キノコいうて、いわゆる傘の形を思い浮かべた方。
残念。
あれが本体ちゃうの。
(手でキノコの形を作って)これはなぁ、胞子いうてつまりは卵やな、をバラまくためのモンで。つまりは子どもを残すとき、初めて土の上につくりますねん。
普段の私は糸みたいな、…人間さんの目には見えへんやろなぁ。
菌類。
ちっちゃいちっちゃい糸みたいな姿で、土の中をうようよしてるんです。
キノコかて動けます。
こんな風に人間さんに乗り移ったら、もっと速う動けるんで便利。
けど、人間さんの身体にもいろいろ菌がいてますでしょ。あかんのですわ。
乗り移った身体ん中で呑気にしてたら喰われてしまいますねん。
せやからねぇ、わざわざ危険をおかしてまで他の生きてるモンに乗り移るゆうことは、まぁ滅多にしません。
だいたいキノコちゅうのは、自分ら以外の生きモンが何考えてるかとかはあんまり興味ないんですわ。
私?
私は変わりモンです。
仲間うちでも嫌われてますねん。お前と合体すんの嫌やて。
人間さんに乗り移ったり変なモン喰ったり面倒くさいことばっかりしたがるやろ、せやからかなんわゆうて。
…あいつら人間さんに乗り移ってしゃべってみたことないからわからへんねん。いっぺんこのしゃべりちゅうのんやってみたら、
…あ。 合体て、な。
くっつくこと人間さんは合体て言わはるでしょ。昔、テレビで観たことありますねん。
あの、私ら土の中をうようよしてますでしょ、ほんで仲間に会うたらくっつくの、会うた順にくっついてくっついてどんどん網の目状にでかくなっていく、ほんでそこら辺の栄養をガーッと吸い取るんです。
効率ええですよ、つまりは定置網か地引き網かいう感じで。
栄養、端的に言うと食いもんですわ。
…食いもんてこれ結構大事やなぁ。何喰うかで生き様変わるで。
いやほんま。
あのな、私らの食いもんて、土ん中にいてる他の植物とか、動物の死骸なんです。…それは学者さんもよう知ってはりますなぁ。
けど、そんときにその食いもんの『記憶』も取り込んでまう、いうことは、あんまり知られてないみたいやな。
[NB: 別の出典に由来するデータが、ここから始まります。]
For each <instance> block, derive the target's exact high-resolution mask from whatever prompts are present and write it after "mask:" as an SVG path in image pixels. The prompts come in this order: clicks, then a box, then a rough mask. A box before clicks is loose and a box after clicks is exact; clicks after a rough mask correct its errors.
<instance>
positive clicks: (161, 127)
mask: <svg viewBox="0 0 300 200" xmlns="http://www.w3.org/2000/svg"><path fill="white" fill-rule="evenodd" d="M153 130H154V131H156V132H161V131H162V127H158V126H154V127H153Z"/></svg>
わざとやってるんと違いますよ、なんや知らんうちに、勝手に入り込んできますねん。
(胸を押さえて独りごつ)あ。この人。京都に縁があんねんな。
(我にかえり)あ。なんやったっけ。
そうそう記憶。
『記憶』いうても鹿とか猫とかレンゲとかヒマワリとかの記憶はな、なんやしゃべりではよう説明でけへんもんですわ。…奴ら自分自身いうもんにあんまり自覚が無いですから、なんかこっちに入ってくるモンも感覚的いうか。いや私らはわかるんやけども、人間さんの言葉にするいうんが難しい。
人間さんからももちろん栄養もろてきました。
正しくは人間さんの死体さんからやね、おおきに。
けど最近は、少なくなりましたなぁ。
焼いてしもうたらもうあきまへんね。
灰は不味いし、骨とか髪の毛は消化に悪いでしょ。
…まあ、却って良かったのかもしれまへん。
人間さん喰うとな、たまにその記憶がえらい強いんで難儀することがありますねん。
想いの強い記憶ですわ。
…執着心、いいますか。
悪い毒がまわったみたいなもんで、『熱にうかされる』いいますでしょ、『記憶にうかされる』んですわ。
実は、私がここに来たいうか、連れてこらされたいうか、こんなんなってんのもそれが原因ですねん。
…長い時間をかけて、とうとう、見つけてもうた。
その面倒くさいいうかアホくさい話、聞いてもらえます?
実名は出されへんよ、言霊て言いますやろ。
しらぁっとな、なんや作り話みたいに話させてもらいますわ」

 脇腹の辺りから引き摺り出される物語。